The Army advises soldiers to stop using electronic cigarettes and other vaping products after an active duty soldier in the U.S. and another stationed overseas were treated for vaping-related lung injuries.

FORT KNOX

By MARTIN EGNASH | STARS AND STRIPES Published: October 10, 2019

GRAFENWOEHR, Germany – Two active duty soldiers have been treated for vaping-related lung injuries, the Army said Thursday as it issued a new warning to servicemembers to lay off electronic cigarettes.

“Until we know more, everyone is encouraged not to use e-cigarette or vaping products,” the Army said in a statement, Thursday. “As a matter of fact, we encourage you to quit smoking altogether. We need you healthy and strong.”

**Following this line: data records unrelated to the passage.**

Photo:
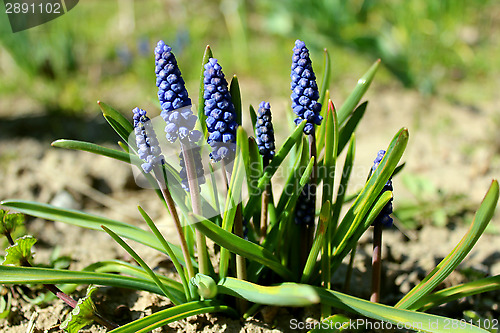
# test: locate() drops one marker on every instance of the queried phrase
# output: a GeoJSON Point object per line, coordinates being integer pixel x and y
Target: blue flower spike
{"type": "Point", "coordinates": [146, 140]}
{"type": "Point", "coordinates": [384, 216]}
{"type": "Point", "coordinates": [220, 112]}
{"type": "Point", "coordinates": [305, 92]}
{"type": "Point", "coordinates": [264, 132]}
{"type": "Point", "coordinates": [173, 96]}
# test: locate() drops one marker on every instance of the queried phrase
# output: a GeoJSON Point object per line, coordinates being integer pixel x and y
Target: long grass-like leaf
{"type": "Point", "coordinates": [164, 317]}
{"type": "Point", "coordinates": [271, 169]}
{"type": "Point", "coordinates": [89, 221]}
{"type": "Point", "coordinates": [32, 275]}
{"type": "Point", "coordinates": [118, 122]}
{"type": "Point", "coordinates": [361, 87]}
{"type": "Point", "coordinates": [443, 296]}
{"type": "Point", "coordinates": [452, 260]}
{"type": "Point", "coordinates": [354, 217]}
{"type": "Point", "coordinates": [143, 264]}
{"type": "Point", "coordinates": [99, 150]}
{"type": "Point", "coordinates": [240, 246]}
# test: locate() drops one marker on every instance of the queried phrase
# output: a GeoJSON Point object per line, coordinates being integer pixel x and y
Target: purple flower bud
{"type": "Point", "coordinates": [305, 93]}
{"type": "Point", "coordinates": [147, 143]}
{"type": "Point", "coordinates": [220, 112]}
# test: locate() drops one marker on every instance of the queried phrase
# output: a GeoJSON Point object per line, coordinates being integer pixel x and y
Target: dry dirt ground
{"type": "Point", "coordinates": [455, 146]}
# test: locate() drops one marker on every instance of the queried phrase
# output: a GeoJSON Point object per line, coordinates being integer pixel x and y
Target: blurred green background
{"type": "Point", "coordinates": [104, 49]}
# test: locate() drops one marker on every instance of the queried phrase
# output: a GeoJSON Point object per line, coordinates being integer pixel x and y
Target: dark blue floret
{"type": "Point", "coordinates": [200, 174]}
{"type": "Point", "coordinates": [264, 132]}
{"type": "Point", "coordinates": [305, 92]}
{"type": "Point", "coordinates": [220, 112]}
{"type": "Point", "coordinates": [384, 215]}
{"type": "Point", "coordinates": [147, 143]}
{"type": "Point", "coordinates": [173, 96]}
{"type": "Point", "coordinates": [305, 207]}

One of the soldiers who fell ill was in the U.S. and the other was stationed overseas, said Chanel Weaver, an Army Public Health Center spokesperson. The U.S.-based soldier has been treated and released, while the overseas soldier was still receiving care, Weaver said, without giving their exact locations.

The new e-cigarette warning came days after most exchanges on Army, Air Force and Navy installations stopped selling vaping products following an outbreak this summer of serious lung illnesses, which the Centers for Disease Control and Prevention said appeared to be linked to use of the devices.

Eighteen people have died so far out of more than 1,000 vaping-related lung injury cases reported in every state except Alaska and New Hampshire, the CDC said last week.

Findings from an ongoing investigation by the CDC into what might be causing the illnesses and deaths suggest the psychoactive ingredient in marijuana, THC, which is added to some vaping products, might play a role.

Lung illness and injuries are not the only health problems that have been linked to e-cigarettes. In April, the Food and Drug Administration launched a probe into whether vaping can cause seizures, and the Army has warned that using e-cigarettes may increase feelings of anxiety and cause blood pressure spikes.